The fog came before the fires. Immersive and mighty unnatural, its haze carried the taste and smell of chemical reactants. It conjured up images of dust mite clouds, insect eggs, and heavy metals that could subdue Los Angeles into docility, like an airborne opioid. Perversely forcing itself through our lungs, eyes, and mouths, like a shared invisible rape. Why here? Why la? Doesn’t it look like we’ve already given up?
I resisted its invasion, thrashing around my bed, battling the bioweapons with silver, carbon and herbal tinctures. I woke up at mechanical intervals shivering and swelling- fighting tingling limbs and artificial aches, at war with the great invisible enemy.
And then the winds. The Santa Ana’s, echoing like a wailing woman through the crevices of the canyon. Retaliating against the fog, forcing it back up the freeways. The Santa Anas cried a banshee, taunting and tapping at our windows, breaking down palm trees, carrying clouds of sickly debris in her shadow.

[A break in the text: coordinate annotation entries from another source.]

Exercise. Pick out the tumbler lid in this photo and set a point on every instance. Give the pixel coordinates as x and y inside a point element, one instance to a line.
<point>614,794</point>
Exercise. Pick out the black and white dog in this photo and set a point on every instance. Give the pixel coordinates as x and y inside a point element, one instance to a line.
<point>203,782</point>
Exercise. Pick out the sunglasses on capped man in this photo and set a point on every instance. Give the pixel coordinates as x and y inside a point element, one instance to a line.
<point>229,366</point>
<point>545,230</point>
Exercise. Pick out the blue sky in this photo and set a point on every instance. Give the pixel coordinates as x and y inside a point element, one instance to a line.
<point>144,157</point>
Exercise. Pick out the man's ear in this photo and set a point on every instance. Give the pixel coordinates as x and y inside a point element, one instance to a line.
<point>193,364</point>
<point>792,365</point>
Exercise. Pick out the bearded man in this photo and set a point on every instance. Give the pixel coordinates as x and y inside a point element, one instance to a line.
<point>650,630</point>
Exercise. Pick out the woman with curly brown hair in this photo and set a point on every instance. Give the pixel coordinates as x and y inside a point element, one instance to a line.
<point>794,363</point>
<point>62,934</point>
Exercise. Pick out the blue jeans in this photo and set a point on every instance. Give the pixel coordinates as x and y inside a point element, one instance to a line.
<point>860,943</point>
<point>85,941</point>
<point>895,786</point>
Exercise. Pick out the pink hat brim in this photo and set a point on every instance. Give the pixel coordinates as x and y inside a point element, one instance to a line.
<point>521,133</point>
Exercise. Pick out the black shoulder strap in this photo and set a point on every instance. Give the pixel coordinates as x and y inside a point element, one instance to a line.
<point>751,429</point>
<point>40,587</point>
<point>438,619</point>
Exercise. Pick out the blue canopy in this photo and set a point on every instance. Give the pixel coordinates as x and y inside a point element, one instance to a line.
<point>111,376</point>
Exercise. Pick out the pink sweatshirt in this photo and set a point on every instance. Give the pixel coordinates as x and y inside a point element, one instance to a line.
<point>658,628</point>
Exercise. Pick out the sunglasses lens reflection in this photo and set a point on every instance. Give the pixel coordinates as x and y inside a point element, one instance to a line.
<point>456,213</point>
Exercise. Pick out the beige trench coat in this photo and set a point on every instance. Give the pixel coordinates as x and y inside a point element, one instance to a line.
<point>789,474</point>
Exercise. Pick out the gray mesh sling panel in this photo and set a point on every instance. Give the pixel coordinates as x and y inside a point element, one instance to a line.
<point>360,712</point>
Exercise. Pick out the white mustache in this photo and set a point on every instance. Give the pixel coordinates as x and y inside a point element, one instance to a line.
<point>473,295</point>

As for the fires, it was unclear if they were brought by God or the government. They began with a lethal quickness, engulfing the polished corners of the palisades. Swallowing pockets of manicured land with a fatal appetite, bleeding asbestos and lead and paint, melding the patent plastics of its homeowner’s prized possessions into the air. LA is outraged, LA is shocked. Which faction of our bipartisan regimes do we blame? Is it cartels or chorales of indigenous ghosts, commanding retribution for our greed. Sky-borne lasers or drones hellbent on devastation? Influencers are aghast, celebrities are homeless. Average Angelenos evacuate, as the fire creeps its way across the canyons, biblical and treacherous, bridging the gap between the infernal and the celestial- leaving a trail of terrible stars on human terrain. Fire, the nonsensical element said to have been stolen by the gods, returns things to their organic form. It devastates, alchemizes and purifies. It eats up what is false and only leaves what is natural. And not to trivialize it’s victims, but where else would fire go, but LA? In the wake of catastrophe, the city is propelled into action. Some were spurred by compassion, others by a desire to virtue signal- but both bode well in an effort to rebuild. Grief, however small, can get you into your heart.